I am not attempting to take a stand on what this means -- depending on an individual point of view, these experiences can be seen as religious, or neurological/biological or some combination. One can attribute this miraculous coping mechanism to God as one understands him/her, or to science -- I am not convinced that such attribution matters in cases such as stillbirth or infant death. Either feels crushing and miraculous in exact and wholly tragic measure.

On the night of my son's stillbirth, I experienced a range of emotions I could live several lifetimes and never really begin to describe. I felt absolutely separate from my body. I felt intermittently like a witness to events. Simultaneously, I was wracked by a grief and anxiety beyond my wildest imagination. It was a violent push and pull between crucial presence and necessary dissociation. At the point of near submersion into what felt like permanent madness, I was suddenly delivered to a place of near ecstatic calm. I felt as though I was perched, gently even, on the circle of existence straddling death and life and life and death in some weird and secret ferris wheel.

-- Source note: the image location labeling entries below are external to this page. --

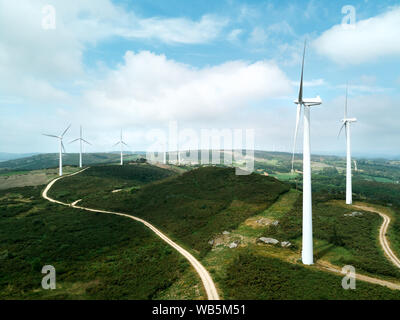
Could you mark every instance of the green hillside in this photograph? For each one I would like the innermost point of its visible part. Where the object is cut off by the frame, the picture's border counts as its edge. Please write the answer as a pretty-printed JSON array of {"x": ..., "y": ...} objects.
[
  {"x": 96, "y": 256},
  {"x": 50, "y": 160},
  {"x": 191, "y": 207}
]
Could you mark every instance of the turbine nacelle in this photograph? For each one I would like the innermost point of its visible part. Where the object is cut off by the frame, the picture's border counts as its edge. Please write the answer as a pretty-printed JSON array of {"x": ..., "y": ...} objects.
[
  {"x": 349, "y": 120},
  {"x": 310, "y": 102}
]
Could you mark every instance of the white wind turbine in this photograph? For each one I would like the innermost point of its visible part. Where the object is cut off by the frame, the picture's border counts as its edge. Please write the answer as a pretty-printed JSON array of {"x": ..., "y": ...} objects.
[
  {"x": 121, "y": 143},
  {"x": 80, "y": 139},
  {"x": 347, "y": 125},
  {"x": 62, "y": 149},
  {"x": 307, "y": 251}
]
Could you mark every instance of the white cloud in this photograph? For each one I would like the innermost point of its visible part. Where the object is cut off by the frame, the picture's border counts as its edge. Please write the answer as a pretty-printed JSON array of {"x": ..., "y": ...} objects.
[
  {"x": 149, "y": 88},
  {"x": 176, "y": 30},
  {"x": 258, "y": 36},
  {"x": 39, "y": 63},
  {"x": 369, "y": 40},
  {"x": 234, "y": 35}
]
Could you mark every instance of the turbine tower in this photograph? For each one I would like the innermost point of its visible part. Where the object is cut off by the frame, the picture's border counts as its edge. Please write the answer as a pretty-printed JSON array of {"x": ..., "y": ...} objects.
[
  {"x": 62, "y": 149},
  {"x": 307, "y": 251},
  {"x": 80, "y": 139},
  {"x": 121, "y": 143},
  {"x": 347, "y": 125}
]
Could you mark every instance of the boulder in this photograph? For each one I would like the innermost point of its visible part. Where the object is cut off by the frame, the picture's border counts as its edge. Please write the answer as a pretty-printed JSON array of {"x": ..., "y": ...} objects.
[
  {"x": 268, "y": 240},
  {"x": 233, "y": 245},
  {"x": 285, "y": 244}
]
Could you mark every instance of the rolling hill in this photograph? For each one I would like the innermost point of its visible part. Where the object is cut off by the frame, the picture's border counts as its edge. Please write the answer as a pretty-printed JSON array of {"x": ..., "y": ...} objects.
[{"x": 50, "y": 160}]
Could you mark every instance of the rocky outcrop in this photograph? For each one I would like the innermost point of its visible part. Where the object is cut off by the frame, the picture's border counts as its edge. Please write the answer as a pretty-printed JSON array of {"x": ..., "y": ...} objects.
[{"x": 268, "y": 240}]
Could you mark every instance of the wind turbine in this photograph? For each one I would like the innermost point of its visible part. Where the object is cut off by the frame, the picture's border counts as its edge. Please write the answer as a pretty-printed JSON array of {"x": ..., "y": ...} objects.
[
  {"x": 307, "y": 251},
  {"x": 121, "y": 143},
  {"x": 80, "y": 139},
  {"x": 62, "y": 149},
  {"x": 347, "y": 125}
]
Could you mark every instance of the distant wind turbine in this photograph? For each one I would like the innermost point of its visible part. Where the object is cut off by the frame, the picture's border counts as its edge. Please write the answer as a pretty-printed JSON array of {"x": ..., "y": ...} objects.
[
  {"x": 307, "y": 252},
  {"x": 80, "y": 139},
  {"x": 121, "y": 143},
  {"x": 62, "y": 149},
  {"x": 347, "y": 125}
]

I watched a wet and heavy snowfall as I lay there. The snowflakes were the size of platters and I kept thinking about what existence really meant and even started to understand it as some sort of time continuum. It was as though I was given temporary pass to explore all these planes and only a little time, and I set off to do that. I understood at that moment higher things. I grasped religious things. I appreciated spiritual things. I was obsessed over beauty in every aspect of nature -- even the streetlight-tinged orange of the city skyline in a snowstorm at dusk.

When my baby emerged into the world I did feel a tip toward my own death; toward the once again inexact comparison of the oft-described white light I metaphorically saw and from which I retreated. But in a sense it was as though the labor and delivery room was bathed in that white light. It was ethereally quiet. However, whenever I try to recall every detail of that night my brain itself becomes like mercury beads and cleaves and the memories will not stay together. Not unless I focus on each small individual one. For example, how my friends washed the blood from my legs. Or, how my husband baptized our baby with tap water in a stunning act of love.

Some weeks later, while having lunch with some friends (although I would do almost anything to avoid eating), I tried to tell them about my experiences in the hospital. I could hear myself say words and I sounded unhinged. No matter. I plunged on. I could see that they were both concerned and utterly uncomprehending. And I noted and gratefully accepted the love reflected in their eyes and I also made a mental note never to speak of it again.

But I have stored it up. There is this seed of me within me that I do not fully know how to express. "The empirical evidence shows that the more positive near-death experiences tend to leave people with a sense of meaning and purpose in the traumatic experience and in life in general that buffers long-term emotional distress," says Dr. Greyson in his interview with the NYT.

While we can never buffer the long-term term emotional distress of baby loss (nor really would we want to), we can understand that the experiences in the labor and delivery room are profound. Nor does my experience necessarily reflect that of others. All I mean to say is that we should give one another permission to talk about these particular deliveries. They are as real and defining as any other. After all, women tell birth stories all the time. We can make gentle room for these other ones too.